In the early days of cruciate reconstructive surgery, the critical contribution of rehabilitation was not fully appreciated. Now we better understand that the rehabilitation protocol and its timing can make or break the success of ACL graft surgery.

Contributing factors to graft failure during rehabilitation include -


Inappropriate speed of rehabilitation

In the 1970s, when cruciate ligament surgery was maturing, surgeons believed that it was necessary to protect the graft in the first 8-10 weeks via the use of splints or casts. But we found that this approach frequently led to inability to regain a full range of motion, especially full extension due to tightening of the capsular structures behind the knee. Failure to regain the last few degrees of extension may result in graft shortening.

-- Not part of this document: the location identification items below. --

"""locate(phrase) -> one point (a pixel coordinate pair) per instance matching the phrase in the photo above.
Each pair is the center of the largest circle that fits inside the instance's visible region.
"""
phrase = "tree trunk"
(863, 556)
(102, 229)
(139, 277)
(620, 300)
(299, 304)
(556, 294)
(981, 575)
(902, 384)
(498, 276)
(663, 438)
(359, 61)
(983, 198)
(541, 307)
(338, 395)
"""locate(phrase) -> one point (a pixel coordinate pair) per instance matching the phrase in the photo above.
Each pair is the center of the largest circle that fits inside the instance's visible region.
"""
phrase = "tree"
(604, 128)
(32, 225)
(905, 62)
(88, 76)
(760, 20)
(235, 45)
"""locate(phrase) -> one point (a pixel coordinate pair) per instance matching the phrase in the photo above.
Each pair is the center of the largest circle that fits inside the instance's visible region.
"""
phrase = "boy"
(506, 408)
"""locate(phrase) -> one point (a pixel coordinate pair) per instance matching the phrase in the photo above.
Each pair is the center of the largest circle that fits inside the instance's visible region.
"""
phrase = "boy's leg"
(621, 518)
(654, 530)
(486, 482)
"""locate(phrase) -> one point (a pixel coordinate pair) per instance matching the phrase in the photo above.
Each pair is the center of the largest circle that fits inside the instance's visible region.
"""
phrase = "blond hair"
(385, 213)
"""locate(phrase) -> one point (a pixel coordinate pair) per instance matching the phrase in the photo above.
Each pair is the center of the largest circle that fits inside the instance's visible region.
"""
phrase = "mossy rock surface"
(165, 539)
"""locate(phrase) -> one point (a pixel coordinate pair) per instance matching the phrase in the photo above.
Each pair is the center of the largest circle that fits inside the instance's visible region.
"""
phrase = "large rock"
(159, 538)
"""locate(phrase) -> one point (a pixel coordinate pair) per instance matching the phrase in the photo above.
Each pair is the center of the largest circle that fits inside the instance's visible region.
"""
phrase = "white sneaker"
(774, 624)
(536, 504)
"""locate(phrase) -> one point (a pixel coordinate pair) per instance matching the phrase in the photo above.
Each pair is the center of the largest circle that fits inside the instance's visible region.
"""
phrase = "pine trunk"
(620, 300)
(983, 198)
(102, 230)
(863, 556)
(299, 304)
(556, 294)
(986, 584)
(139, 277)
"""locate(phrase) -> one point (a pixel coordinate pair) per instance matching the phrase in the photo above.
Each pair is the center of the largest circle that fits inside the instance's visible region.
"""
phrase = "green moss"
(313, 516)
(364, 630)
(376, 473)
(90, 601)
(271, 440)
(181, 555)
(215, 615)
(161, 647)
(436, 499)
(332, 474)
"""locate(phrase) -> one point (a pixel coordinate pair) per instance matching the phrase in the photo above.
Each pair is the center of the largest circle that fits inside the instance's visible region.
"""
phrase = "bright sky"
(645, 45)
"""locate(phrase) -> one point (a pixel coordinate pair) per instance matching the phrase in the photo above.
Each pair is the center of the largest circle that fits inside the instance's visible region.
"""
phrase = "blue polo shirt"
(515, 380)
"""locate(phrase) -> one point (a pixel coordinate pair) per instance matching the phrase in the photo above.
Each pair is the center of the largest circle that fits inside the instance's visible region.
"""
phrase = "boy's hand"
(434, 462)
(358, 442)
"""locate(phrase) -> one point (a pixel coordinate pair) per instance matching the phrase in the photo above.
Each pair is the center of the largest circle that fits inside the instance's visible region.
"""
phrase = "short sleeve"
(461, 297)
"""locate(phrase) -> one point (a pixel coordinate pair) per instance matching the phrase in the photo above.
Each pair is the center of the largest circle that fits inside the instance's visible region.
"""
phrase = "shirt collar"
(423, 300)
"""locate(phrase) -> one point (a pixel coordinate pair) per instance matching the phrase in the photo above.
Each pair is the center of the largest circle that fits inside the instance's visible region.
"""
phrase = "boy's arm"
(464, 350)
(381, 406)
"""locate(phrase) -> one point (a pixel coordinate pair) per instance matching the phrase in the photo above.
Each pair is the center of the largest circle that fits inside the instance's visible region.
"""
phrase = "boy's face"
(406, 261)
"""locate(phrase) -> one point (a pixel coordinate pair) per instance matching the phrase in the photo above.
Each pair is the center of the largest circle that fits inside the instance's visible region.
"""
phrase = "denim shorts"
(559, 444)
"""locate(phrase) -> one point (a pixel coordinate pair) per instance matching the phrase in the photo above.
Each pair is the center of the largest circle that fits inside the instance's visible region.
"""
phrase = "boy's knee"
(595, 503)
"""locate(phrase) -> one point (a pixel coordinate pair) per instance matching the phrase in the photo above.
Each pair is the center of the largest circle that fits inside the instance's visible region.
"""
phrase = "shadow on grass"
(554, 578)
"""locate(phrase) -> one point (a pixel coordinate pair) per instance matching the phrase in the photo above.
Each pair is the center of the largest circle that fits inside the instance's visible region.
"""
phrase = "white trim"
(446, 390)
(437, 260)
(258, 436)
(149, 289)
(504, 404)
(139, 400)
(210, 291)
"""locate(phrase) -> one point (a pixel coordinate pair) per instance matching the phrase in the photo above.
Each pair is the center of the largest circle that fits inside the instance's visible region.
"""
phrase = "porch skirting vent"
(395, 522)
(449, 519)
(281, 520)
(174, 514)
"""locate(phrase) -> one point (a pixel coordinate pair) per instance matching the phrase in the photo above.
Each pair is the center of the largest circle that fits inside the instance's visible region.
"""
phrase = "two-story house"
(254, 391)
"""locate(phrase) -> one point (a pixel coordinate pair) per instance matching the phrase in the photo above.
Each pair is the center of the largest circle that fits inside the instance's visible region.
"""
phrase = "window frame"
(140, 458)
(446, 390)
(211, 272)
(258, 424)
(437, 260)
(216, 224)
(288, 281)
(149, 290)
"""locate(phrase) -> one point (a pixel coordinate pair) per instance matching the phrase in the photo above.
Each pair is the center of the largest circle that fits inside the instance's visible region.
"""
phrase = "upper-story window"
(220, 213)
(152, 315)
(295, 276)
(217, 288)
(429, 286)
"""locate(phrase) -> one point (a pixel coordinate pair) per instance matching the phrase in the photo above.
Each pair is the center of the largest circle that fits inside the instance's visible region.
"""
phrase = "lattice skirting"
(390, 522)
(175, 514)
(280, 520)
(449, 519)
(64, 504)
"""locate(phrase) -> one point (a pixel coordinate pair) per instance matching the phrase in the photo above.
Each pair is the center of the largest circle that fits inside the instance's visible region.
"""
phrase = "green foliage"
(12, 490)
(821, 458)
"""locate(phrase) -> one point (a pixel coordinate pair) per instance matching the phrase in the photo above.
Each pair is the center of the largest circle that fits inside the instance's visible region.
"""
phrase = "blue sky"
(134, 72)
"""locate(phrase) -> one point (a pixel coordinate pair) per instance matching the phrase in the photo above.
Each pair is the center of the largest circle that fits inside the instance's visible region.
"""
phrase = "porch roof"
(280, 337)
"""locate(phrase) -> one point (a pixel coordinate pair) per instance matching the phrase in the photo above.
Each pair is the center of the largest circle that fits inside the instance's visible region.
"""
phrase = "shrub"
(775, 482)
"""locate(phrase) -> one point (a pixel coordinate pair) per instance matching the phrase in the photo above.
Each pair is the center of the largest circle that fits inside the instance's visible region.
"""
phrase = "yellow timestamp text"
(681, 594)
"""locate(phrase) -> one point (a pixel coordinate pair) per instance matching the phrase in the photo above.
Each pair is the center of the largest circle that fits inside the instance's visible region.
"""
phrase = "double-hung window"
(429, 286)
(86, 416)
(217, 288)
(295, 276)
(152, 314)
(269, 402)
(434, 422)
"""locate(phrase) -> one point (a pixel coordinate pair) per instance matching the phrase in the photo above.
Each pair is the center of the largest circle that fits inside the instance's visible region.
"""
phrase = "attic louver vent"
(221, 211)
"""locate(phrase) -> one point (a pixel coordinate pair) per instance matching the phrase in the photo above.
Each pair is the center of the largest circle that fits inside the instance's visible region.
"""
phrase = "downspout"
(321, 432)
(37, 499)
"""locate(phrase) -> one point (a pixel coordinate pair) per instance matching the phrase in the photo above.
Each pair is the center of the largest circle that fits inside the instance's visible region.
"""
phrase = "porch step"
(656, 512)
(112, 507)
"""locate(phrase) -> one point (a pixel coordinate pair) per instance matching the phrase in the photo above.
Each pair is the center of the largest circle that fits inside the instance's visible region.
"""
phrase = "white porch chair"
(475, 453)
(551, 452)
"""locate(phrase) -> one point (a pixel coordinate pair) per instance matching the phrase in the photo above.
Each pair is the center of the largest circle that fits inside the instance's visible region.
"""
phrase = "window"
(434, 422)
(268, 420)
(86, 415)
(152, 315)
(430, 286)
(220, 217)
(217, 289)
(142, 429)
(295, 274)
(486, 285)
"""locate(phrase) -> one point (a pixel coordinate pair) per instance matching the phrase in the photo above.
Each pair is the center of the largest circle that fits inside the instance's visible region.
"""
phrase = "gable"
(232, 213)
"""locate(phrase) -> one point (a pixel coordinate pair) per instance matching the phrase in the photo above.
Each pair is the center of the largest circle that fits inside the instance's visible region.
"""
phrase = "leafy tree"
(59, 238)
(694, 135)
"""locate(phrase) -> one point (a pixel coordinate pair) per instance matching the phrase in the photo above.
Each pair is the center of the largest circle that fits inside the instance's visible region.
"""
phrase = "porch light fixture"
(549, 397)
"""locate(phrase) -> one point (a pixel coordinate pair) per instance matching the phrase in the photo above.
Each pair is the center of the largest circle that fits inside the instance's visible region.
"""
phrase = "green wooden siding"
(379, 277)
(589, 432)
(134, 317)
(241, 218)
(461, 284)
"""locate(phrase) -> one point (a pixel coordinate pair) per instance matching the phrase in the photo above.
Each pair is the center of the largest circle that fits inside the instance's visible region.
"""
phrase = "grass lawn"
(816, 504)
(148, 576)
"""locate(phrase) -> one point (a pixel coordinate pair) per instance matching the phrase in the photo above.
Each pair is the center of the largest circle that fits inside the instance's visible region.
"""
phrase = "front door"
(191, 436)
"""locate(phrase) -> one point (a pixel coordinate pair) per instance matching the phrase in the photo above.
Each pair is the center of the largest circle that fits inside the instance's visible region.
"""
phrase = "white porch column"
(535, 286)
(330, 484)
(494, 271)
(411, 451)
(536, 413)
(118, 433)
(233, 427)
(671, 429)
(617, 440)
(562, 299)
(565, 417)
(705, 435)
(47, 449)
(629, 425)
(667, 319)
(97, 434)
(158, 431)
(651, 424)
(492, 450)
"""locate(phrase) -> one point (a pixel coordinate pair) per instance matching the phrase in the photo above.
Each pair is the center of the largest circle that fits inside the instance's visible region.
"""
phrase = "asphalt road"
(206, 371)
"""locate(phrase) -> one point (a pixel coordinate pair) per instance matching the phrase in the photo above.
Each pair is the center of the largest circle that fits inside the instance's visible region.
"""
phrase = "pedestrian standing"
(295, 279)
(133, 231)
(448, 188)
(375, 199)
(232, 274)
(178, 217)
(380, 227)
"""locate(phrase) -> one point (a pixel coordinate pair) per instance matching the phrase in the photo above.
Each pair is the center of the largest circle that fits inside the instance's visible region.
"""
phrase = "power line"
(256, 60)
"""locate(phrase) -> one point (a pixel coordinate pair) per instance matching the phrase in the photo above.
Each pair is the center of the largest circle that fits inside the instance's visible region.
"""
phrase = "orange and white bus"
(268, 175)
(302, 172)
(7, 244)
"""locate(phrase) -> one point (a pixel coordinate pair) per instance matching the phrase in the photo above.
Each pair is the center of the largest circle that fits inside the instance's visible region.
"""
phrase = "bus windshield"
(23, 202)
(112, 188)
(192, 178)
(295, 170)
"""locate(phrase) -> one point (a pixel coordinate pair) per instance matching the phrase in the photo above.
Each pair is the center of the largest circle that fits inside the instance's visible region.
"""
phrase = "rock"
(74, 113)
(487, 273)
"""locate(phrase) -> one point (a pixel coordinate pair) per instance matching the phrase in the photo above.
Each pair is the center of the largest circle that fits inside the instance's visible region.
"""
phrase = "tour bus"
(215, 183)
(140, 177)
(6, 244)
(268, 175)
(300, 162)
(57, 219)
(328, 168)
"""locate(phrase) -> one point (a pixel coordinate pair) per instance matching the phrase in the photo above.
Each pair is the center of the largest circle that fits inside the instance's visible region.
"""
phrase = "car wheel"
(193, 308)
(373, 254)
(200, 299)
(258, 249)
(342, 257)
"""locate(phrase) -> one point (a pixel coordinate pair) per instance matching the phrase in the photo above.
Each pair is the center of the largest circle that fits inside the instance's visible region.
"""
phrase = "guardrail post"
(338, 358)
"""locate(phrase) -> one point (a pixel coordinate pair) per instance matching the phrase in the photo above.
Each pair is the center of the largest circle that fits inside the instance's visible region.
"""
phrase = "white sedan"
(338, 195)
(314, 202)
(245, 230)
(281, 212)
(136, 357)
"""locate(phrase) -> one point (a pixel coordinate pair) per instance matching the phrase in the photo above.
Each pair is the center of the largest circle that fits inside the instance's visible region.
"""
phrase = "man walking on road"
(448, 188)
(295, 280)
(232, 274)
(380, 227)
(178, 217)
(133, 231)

Now, rehabilitation focuses on immediately moving the knee the day after surgery, with the patient regaining full flexion and extension by the 4-6 week. At all times, consideration is given to the type of graft and fixation, and exercises progress according to the anticipated phase of graft revascularisation and ligamentisation. If the rehabilitation is too quick or aggressive, the graft may fail or the joint space may become inflamed and trigger arthrofibrosis.

Failure to recognise early arthrofibrosis

Arthrofibrosis is abnormal scarring within the knee joint cavity and the soft tissue structures around the knee.

If the knee becomes inflamed and regaining range of motion is slower than expected, it is important that the rehabilitation team keep in mind the possibility that adhesions and scar tissue may be forming within the joint cavity. In the early stages of rehabilitation, it is usually possible to arrest this process by appropriate intervention. My previous set of tutorials on arthrofibrosis goes into the subject in some depth.